Posts

Belajar Menantikan Allah

Oleh Novita Sari Hutasoit, Tangerang

Menunggu seringkali terasa berat untuk dilakukan. Menunggu itu sangat membosankan. Menunggu seakan tidak ada kepastian yang akan terjadi. Tetapi mau tidak mau, menunggu adalah pilihan yang selalu diperhadapkan dalam kehidupan kita setiap hari. Saat ini aku harus menunggu tangan kananku sembuh untuk bisa melanjutkan kompetisi novel yang sedang aku ikuti, pun aku harus menunggu kapan pandemi Covid-19 akan berakhir sehingga aku bisa pulang ke kampung halaman. Setiap hari kita dituntut untuk belajar menunggu.

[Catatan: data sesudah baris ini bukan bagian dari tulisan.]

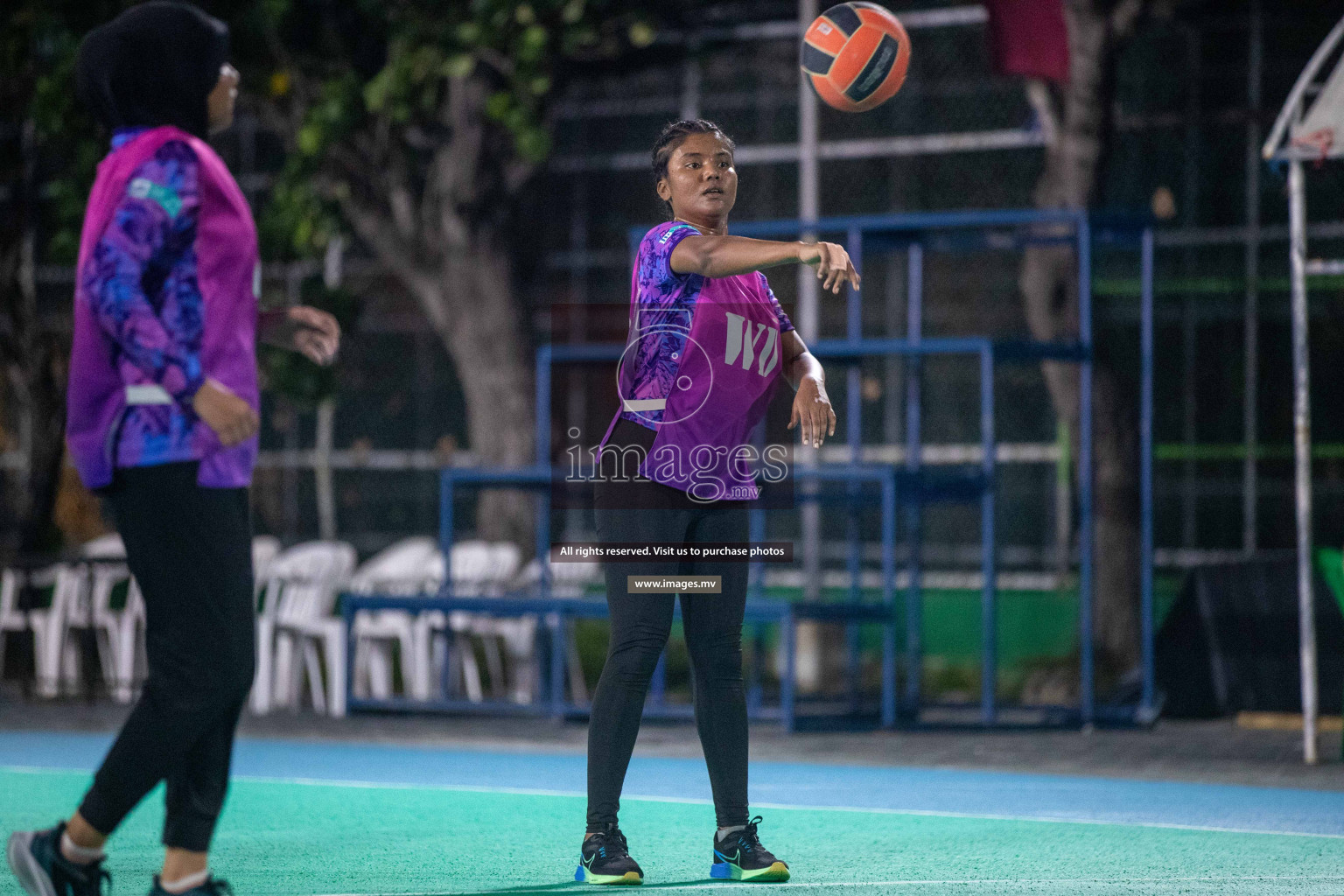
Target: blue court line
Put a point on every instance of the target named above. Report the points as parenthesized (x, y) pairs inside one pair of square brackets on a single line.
[(892, 788)]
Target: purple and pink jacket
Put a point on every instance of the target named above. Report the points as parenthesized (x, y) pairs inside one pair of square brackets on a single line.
[(164, 298)]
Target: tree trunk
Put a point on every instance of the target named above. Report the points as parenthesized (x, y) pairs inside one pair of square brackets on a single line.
[(1050, 298), (35, 366), (486, 341)]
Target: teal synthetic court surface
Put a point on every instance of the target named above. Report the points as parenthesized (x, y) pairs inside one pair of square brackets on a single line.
[(324, 818)]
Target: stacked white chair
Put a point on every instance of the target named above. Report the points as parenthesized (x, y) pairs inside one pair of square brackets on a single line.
[(120, 632), (411, 567), (296, 615), (50, 624), (567, 580), (480, 570)]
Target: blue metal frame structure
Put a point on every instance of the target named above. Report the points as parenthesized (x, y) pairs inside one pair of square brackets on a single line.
[(912, 486), (960, 231), (556, 612)]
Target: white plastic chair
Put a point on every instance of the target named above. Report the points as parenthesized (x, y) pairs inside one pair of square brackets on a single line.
[(480, 569), (410, 567), (265, 550), (296, 606), (118, 630), (567, 580), (50, 624)]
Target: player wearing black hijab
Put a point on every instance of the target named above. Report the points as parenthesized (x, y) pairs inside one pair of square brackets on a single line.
[(163, 375)]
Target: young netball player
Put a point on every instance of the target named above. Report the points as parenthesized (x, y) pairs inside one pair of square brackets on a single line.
[(162, 422), (709, 344)]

Mungkin hal-hal menunggu yang aku sampaikan ini masih terbilang remeh. Lalu bagaimana jika kita harus menunggu hal-hal yang lebih serius? Kita yang masih lajang dan rindu berpasangan menunggu Allah mempersiapkan pernikahan buat kita; pasangan suami istri yang sudah menikah lama rindu membesarkan keturunan; atau mungkin juga ada di antara kita yang sedang menanti pekerjaan, namun tidak kunjung memperolehnya. Tiap-tiap kita, dalam setiap kehidupan yang kita jalani, harus belajar untuk menunggu.

Selama liburan ini, aku sedang menikmati buku “Jika Anda Ingin Berjalan Di Atas Air Keluarlah Dari Perahu” yang ditulis oleh John Ortberg. Dalam bagian buku yang dia tuliskan, ada satu bagian yang membahas tentang MENUNGGU.

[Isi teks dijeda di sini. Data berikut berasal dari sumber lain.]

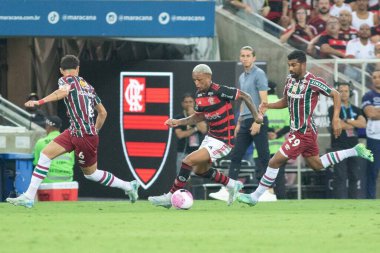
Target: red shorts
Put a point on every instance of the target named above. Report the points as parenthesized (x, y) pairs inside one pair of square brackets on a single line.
[(298, 143), (86, 148)]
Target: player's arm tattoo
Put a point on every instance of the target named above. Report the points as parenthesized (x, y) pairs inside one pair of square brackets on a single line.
[(192, 119)]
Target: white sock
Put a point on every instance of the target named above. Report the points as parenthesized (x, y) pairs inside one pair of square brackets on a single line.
[(231, 183), (265, 183), (337, 156), (108, 179), (39, 174)]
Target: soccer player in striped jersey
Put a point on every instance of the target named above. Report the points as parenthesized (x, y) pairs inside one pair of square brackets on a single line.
[(81, 102), (301, 94), (213, 105)]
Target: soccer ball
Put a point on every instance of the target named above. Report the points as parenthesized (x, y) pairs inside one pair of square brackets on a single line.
[(182, 199)]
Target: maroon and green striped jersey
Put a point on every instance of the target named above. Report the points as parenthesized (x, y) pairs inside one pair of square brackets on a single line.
[(80, 104), (215, 104), (302, 97)]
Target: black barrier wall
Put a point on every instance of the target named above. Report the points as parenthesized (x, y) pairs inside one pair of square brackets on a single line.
[(105, 77)]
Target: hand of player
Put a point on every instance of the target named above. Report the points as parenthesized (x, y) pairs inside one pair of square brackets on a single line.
[(259, 119), (337, 127), (31, 103), (263, 107), (237, 129), (255, 128), (171, 122)]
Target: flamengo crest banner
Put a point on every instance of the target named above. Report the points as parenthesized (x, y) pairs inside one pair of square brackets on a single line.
[(146, 100)]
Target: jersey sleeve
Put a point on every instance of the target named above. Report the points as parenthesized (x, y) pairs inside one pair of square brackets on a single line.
[(227, 93), (97, 99), (285, 92), (319, 85), (63, 84), (261, 81)]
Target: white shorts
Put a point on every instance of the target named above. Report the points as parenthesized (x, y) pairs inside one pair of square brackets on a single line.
[(216, 148)]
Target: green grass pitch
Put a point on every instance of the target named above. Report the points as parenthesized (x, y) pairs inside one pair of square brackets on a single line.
[(210, 226)]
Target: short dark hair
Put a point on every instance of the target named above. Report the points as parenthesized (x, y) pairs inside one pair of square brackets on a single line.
[(298, 55), (69, 62), (187, 95)]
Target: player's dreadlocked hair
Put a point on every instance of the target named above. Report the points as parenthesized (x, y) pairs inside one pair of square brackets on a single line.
[(298, 55)]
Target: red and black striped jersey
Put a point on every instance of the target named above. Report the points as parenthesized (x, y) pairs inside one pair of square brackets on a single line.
[(80, 105), (349, 34), (302, 97), (215, 105)]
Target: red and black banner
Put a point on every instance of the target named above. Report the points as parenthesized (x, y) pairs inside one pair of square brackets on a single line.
[(146, 102)]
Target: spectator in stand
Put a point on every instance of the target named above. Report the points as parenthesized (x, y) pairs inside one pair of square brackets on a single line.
[(362, 47), (352, 3), (249, 6), (371, 108), (377, 55), (319, 22), (346, 173), (374, 6), (339, 6), (295, 5), (375, 34), (299, 29), (278, 12), (347, 32), (363, 16), (329, 42)]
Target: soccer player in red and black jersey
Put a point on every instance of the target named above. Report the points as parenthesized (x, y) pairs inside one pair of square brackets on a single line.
[(301, 93), (82, 137), (213, 105)]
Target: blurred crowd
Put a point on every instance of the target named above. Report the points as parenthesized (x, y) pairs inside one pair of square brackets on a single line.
[(323, 29)]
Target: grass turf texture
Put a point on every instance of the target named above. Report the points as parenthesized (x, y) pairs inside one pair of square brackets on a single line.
[(210, 226)]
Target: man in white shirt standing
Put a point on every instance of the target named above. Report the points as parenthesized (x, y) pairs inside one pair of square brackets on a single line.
[(361, 47)]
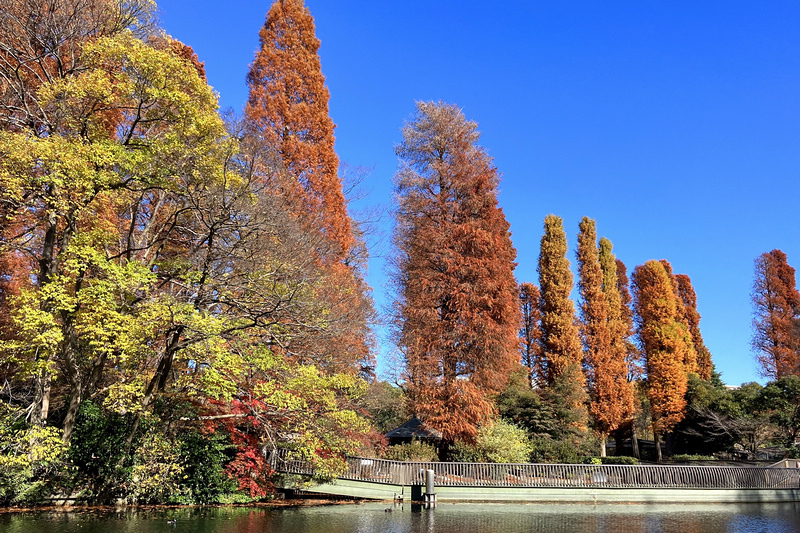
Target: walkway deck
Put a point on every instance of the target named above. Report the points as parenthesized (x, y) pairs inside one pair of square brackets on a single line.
[(385, 480)]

John menulis, menunggu bisa jadi merupakan hal paling sulit yang harus kita lakukan. Sungguh mengecewakan ketika kita berpaling kepada Alkitab dan mendapati bahwa Allah sendiri, yang Maha Kuasa dan Maha Bijaksana, terus berkata kepada umat-Nya: Tunggu!

Berdiam dirilah di hadapan Tuhan dan nantikanlah Dia; jangan marah karena orang yang berhasil dalam hidupnya, karena orang yang melakukan tipu daya. (Mazmur 37:7)

Nantikanlah Tuhan dan tetap ikutilah jalan-Nya, maka Ia akan mengangkat engkau untuk mewarisi negeri, dan engkau akan melihat orang-orang fasik dilenyapkan (Mazmur 37:34)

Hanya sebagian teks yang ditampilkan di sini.